Dans un long entretien accordé à L'Equipe, Steve Mandanda s'est confié sur les moments difficiles de sa vie. Comme son année 2014 où sa vie aurait pu basculer.

Le 17 mai 2014, alors que l'OM affronte Guingamp, l'international français reçoit un coup de genou aux cervicales.

"J'ai encore l'image en moi du choc et la douleur que j'ai ressentie. Je retombe au sol puis je perds connaissance. Dans un premier temps, j'apprends que je ne pourrai pas aller au Brésil. C'est très compliqué pour moi. Mais juste après, ma déception est un peu atténuée quand j'entends que j'aurai pu être tétraplégique", explique-t-il dans les colonnes du quotidien sportif. Et d'ajouter : "Ça m'a beaucoup changé en tant qu'homme, témoigne-t-il.
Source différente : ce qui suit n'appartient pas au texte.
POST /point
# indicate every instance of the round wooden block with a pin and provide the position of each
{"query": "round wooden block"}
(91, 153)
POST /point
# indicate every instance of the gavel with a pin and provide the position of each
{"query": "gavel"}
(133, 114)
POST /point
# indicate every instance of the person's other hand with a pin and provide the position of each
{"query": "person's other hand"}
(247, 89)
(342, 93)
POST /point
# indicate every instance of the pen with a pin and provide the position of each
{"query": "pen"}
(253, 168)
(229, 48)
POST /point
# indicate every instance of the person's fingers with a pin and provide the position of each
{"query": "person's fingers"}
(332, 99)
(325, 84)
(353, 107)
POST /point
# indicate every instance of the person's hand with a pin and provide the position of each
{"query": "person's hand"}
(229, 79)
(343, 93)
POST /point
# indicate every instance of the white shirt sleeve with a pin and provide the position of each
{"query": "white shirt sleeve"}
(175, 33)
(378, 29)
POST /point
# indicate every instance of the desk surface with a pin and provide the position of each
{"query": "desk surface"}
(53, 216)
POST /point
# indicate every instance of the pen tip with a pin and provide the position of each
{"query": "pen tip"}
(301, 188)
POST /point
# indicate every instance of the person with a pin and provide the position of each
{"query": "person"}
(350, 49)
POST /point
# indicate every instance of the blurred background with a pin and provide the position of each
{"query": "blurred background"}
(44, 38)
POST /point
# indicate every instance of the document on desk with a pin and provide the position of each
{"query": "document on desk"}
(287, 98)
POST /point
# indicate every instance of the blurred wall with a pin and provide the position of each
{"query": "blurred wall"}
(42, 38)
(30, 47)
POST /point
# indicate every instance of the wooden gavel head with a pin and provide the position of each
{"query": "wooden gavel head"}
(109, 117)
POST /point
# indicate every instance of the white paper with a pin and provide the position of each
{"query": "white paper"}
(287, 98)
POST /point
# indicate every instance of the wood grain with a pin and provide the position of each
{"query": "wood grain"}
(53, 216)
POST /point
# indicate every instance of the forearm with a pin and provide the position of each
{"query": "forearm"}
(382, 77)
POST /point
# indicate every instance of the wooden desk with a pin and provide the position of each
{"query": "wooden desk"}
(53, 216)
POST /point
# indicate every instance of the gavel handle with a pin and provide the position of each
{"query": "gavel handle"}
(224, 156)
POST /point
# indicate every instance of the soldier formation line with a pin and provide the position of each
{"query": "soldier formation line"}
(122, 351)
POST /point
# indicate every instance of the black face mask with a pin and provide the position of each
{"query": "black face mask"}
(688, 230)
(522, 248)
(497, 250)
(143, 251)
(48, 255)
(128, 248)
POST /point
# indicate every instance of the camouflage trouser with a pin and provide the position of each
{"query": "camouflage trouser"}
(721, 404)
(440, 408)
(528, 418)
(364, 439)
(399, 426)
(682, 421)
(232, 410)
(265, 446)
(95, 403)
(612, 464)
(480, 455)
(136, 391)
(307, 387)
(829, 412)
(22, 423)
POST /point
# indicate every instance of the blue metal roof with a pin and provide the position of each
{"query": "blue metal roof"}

Mes proches l'ont ressenti. Et d'une certaine façon, ça m'a rendu meilleur sur le terrain, car le fait de relativiser les choses enlève une forme de pression qu'on se met à soi-même. Et aujourd'hui, quand je passe au travers d'un match, je suis frustré, mais la vie continue... Et elle est belle".



En 2014 encore, Steve Mandanda est victime d'un accident de la route. Ce jour-là, le gardien de l'OM a frôlé le drame. "J'étais sur la bande gauche de l'autoroute, il pleuvait à verse, et je venais de doubler deux poids lourds, détaille-t-il. Là, je fais un aquaplaning. Je traverse l'autoroute vers la droite, j'évite la rambarde de sécurité et je retraverse l'autoroute dans l'autre sens, en me prenant plein fer la barrière centrale de sécurité. La chance que j'ai, c'est que non seulement je ne percute personne, mais, en plus, comme la Ferrari est assez basse, elle passe en dessous de la rambarde. Le capot est coupé au milieu, mais sans autre dégât. Je m'en suis bien sorti, mais je suis passé tout près du drame. J'aurais pu mourir ou provoquer un carambolage et prendre une vie", raconte-t-il à L'Equipe. Fort heureusement, plus de peur que de mal pour le gardien numéro 2 de l'équipe de France, qui s'en était sorti sans aucune égratignure.